However, in some embodiments a set of UV maps is not communicated
in step 2905 and an applicable UV map is transmitted with or prior
to communication of an image to which the UV map is to be applied
and used.
In some embodiments the information in steps 2904 and 2905 is
communicated once, e.g., prior to communicating actual image
content to the customer devices. While environmental map
information and/or environmental models may be communicated to the
playback device in some embodiments where such information is
generated and/or available at the server side, in some other
embodiments the environment may be assumed to be a default size and
shape, e.g., a sphere or half sphere and in such a case the default
environmental module and/or UV maps may be preloaded in the
playback device and need not be transmitted by the server.

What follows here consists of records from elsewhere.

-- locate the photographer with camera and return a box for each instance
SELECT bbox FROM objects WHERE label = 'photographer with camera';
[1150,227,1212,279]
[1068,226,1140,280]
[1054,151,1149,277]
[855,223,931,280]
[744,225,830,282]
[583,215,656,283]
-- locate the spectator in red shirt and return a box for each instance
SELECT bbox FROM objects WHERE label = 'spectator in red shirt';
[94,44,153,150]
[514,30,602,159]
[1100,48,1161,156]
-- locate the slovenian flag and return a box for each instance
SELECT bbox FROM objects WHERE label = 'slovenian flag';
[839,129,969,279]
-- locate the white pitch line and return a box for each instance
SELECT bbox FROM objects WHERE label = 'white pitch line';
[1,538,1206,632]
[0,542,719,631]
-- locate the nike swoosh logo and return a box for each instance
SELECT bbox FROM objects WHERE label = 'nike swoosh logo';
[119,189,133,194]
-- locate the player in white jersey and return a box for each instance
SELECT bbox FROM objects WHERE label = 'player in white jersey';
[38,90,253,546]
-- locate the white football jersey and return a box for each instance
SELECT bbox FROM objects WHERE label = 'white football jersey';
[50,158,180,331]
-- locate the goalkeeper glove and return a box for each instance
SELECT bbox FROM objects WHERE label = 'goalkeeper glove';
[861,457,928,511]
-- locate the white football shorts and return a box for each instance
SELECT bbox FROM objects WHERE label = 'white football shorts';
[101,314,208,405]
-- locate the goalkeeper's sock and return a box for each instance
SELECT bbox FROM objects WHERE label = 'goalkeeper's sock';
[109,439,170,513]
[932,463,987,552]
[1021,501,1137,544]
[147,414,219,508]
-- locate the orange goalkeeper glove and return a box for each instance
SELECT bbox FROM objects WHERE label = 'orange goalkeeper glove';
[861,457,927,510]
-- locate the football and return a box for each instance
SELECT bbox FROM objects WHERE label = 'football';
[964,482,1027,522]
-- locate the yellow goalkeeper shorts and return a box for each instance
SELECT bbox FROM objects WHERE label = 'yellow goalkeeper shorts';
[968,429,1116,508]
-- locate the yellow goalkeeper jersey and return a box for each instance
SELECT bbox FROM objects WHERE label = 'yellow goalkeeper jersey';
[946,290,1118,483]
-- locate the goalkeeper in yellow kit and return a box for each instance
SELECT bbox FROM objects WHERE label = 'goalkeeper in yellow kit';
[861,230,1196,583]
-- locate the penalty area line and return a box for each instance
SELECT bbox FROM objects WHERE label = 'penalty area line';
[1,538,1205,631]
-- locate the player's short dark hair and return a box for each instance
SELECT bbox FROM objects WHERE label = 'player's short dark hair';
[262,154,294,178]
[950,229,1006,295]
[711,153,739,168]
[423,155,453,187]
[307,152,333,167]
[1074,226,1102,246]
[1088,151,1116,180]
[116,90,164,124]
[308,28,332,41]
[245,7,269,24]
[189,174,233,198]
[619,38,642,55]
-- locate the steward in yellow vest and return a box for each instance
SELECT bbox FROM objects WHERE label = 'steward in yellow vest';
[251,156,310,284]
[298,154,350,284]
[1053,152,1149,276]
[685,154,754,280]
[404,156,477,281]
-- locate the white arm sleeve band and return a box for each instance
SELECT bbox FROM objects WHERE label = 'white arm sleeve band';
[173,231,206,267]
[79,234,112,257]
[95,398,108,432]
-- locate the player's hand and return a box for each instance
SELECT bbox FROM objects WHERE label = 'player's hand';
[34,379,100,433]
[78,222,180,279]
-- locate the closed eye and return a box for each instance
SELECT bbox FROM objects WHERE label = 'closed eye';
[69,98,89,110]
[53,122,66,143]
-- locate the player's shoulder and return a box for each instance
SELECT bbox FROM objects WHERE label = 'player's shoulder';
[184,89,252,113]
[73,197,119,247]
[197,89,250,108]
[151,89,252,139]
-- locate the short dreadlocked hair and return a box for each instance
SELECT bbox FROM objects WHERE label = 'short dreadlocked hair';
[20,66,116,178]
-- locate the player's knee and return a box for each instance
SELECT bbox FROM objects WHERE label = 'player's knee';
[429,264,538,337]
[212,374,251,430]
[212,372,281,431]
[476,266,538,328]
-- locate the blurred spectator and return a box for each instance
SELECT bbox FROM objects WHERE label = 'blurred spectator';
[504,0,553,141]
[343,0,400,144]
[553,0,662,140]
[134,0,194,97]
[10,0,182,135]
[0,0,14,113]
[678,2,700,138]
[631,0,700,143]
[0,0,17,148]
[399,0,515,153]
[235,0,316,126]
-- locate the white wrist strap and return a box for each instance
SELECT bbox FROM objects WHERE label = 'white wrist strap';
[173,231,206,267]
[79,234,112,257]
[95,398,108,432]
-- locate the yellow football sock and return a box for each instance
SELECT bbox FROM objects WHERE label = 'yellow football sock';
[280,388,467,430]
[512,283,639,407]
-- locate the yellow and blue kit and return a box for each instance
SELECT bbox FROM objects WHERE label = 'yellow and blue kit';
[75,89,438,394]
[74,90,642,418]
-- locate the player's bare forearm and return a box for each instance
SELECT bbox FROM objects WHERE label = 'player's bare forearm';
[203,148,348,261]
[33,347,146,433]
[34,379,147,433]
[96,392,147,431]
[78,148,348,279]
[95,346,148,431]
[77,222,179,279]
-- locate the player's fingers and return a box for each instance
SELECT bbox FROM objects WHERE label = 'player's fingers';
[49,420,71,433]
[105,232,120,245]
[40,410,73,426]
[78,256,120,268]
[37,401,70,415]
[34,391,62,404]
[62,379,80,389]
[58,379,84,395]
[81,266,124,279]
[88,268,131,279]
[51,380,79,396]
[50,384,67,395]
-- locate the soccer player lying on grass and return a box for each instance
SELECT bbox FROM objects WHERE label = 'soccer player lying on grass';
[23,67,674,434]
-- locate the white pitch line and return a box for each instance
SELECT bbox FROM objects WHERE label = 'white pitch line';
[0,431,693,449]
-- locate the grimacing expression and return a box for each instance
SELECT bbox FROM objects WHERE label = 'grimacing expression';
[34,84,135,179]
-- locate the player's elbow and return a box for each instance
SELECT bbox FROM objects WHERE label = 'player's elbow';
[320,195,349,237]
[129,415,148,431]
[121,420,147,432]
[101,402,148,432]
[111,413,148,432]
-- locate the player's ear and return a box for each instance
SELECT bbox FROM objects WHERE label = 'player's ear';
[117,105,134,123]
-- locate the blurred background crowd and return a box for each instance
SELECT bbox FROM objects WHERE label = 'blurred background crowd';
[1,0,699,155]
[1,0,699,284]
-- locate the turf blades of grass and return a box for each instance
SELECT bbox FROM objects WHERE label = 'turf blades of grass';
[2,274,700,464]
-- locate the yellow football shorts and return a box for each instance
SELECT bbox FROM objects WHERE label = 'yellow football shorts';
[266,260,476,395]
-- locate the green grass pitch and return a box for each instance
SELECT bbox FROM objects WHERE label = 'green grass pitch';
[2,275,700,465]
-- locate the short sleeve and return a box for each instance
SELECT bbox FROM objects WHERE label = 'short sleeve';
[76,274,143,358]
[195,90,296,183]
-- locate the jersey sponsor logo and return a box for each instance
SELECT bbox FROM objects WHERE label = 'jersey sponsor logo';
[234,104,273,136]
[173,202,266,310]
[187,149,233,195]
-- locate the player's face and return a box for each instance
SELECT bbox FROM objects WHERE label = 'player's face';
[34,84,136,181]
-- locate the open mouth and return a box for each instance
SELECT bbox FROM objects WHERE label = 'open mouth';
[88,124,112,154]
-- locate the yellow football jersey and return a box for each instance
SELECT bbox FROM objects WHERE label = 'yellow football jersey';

The processing of image content begins in step 2906 which can be
performed in parallel with steps 2904, 2905. In step 2906 image
content is received by the processing system, e.g., content
delivery system 700 shown in FIG. 7. The image content received in
step 2906 may be from an image capturing device such as the ones
discussed in the application such as the one shown in FIG. 13. In
some embodiments the step 2906 of receiving image content includes
step 2908 wherein a first image corresponding to a first portion of
an environment, e.g., environment of interest where images are
captured, is received. In some embodiments the first image is one
image of an image pair that also includes a second image, with the
first image being one of a left and right eye image pair, the
second image being a second one of a left and right eye image pair.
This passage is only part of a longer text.